The national ambassador is selected by Carla Hayden, the Librarian of Congress, based on recommendations from an independent committee comprised this year of Philip Nel, director of the graduate program in children’s literature at Kansas State University; Cristina Nosti, events and marketing director at Books & Books; Karli Pederson, children’s librarian at Milwaukee Public Library; Laura Pegram, publisher of Kweli Journal; Eva Volin, supervising children's librarian at Alameda Free Library, Alameda, Calif.; Emma Kantor, associate children’s book editor at Publishers Weekly; and Woodson.
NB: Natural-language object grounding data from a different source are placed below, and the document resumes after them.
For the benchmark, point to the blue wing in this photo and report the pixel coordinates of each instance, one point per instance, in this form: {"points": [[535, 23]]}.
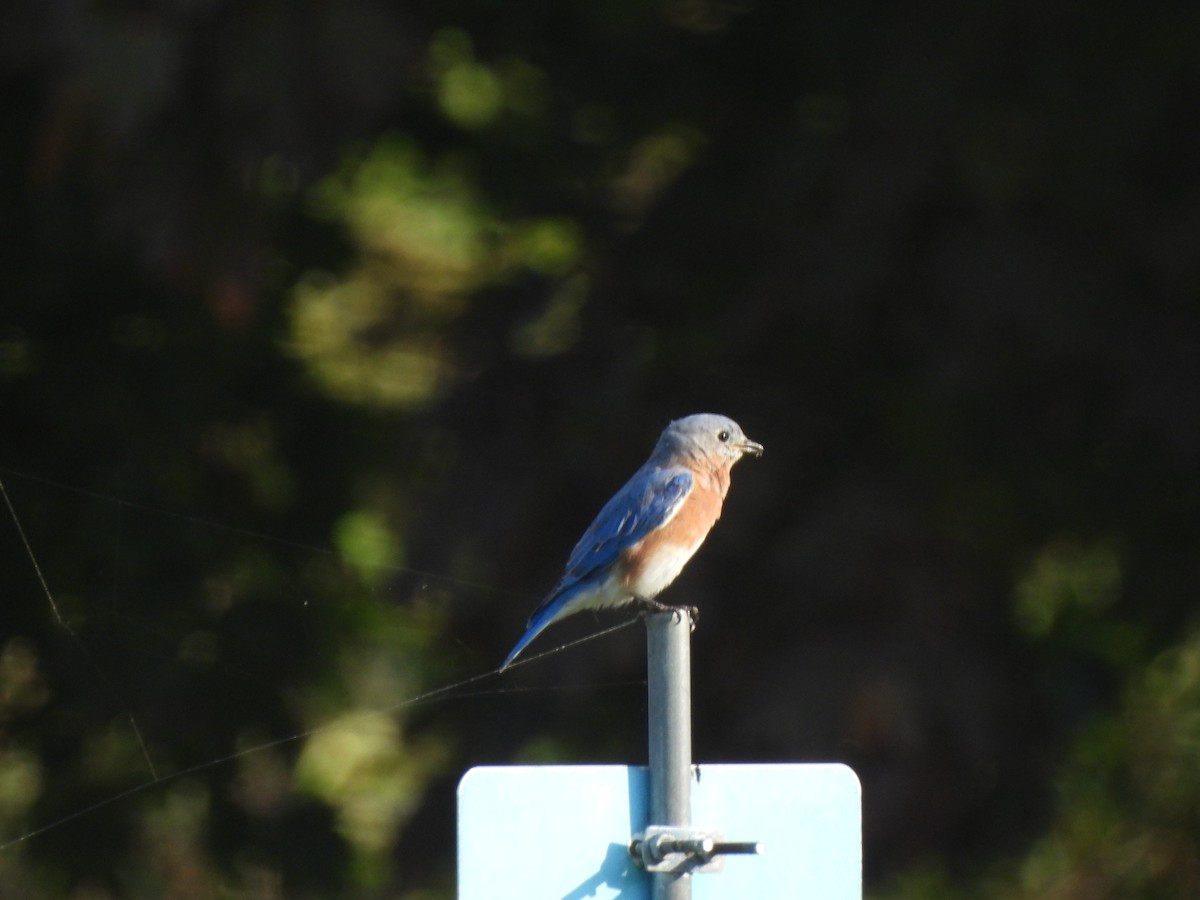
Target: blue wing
{"points": [[647, 501]]}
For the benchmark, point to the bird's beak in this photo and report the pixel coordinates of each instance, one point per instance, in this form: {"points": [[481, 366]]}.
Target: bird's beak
{"points": [[751, 448]]}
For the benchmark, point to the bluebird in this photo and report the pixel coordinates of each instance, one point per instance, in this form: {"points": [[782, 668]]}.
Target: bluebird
{"points": [[652, 526]]}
The program was established in 2008 by the Library of Congress, the Children’s Book Council and its foundation, Every Child a Reader, to emphasize the importance of young people’s literature.
“We couldn’t be more pleased with the selection of Jason Reynolds,” said Carl Lennertz, executive director of Every Child a Reader and the Children’s Book Council. “He embodies everything that we look for in this important position, and every young person he will meet over the next two years will have their hearts and minds lifted.”
Jon Anderson, president and publisher of Simon & Schuster Children’s Publishing, agreed that Reynolds was an ideal choice because of "how he connects with the thousands of young people he meets each year. [He is] a true advocate not only for literacy but for children.”
Reynolds is confident the ambassadorship won’t keep him from writing. “I get work done everywhere—airports, airplanes, hotels, coffee shops,” he said. “I have everything I need: laptop, notebooks, pens.” A native of Washington, D.C., he also plans to continue as an instructor in the MFA Creative Writing program at Lesley University in Boston. He has two books publishing in 2020 —Stamped: Racism, Antiracism, and You (Little, Brown, Mar.), a young readers’ edition of Ibram X. Kendi’s 2016 National Book Award winner; and a graphic novel adaptation of Long Way Down, illustrated by Danica Novgorodoff (Atheneum/Dlouhy, Oct.)
Reynolds will officially accept the position at an inauguration ceremony at 10:30 on January 16 in the Coolidge Auditorium of the Library of Congress’s Thomas Jefferson Building, 10 First St. SE, Washington, D.C. Tickets are not required for this event, which is free and open to the public. The event will also be streamed live on the Library’s YouTube site. He will become the seventh person to hold the position following Jon Scieszka (2008–2009), Katherine Paterson (2010–2011), Walter Dean Myers (2012–2013), Kate DiCamillo (2014–2015), Gene Luen Yang (2016–2017), and Woodson.
He is honored to have been chosen but said the real reward is in the work ahead. “I don’t see it as some kind of award or another laurel to lean on,” said Reynolds. “If anything, I just want to do a good job. I’m excited to have this opportunity and to have the resources behind me to make that happen. At the end of my two years I want my presence to have had an impact.”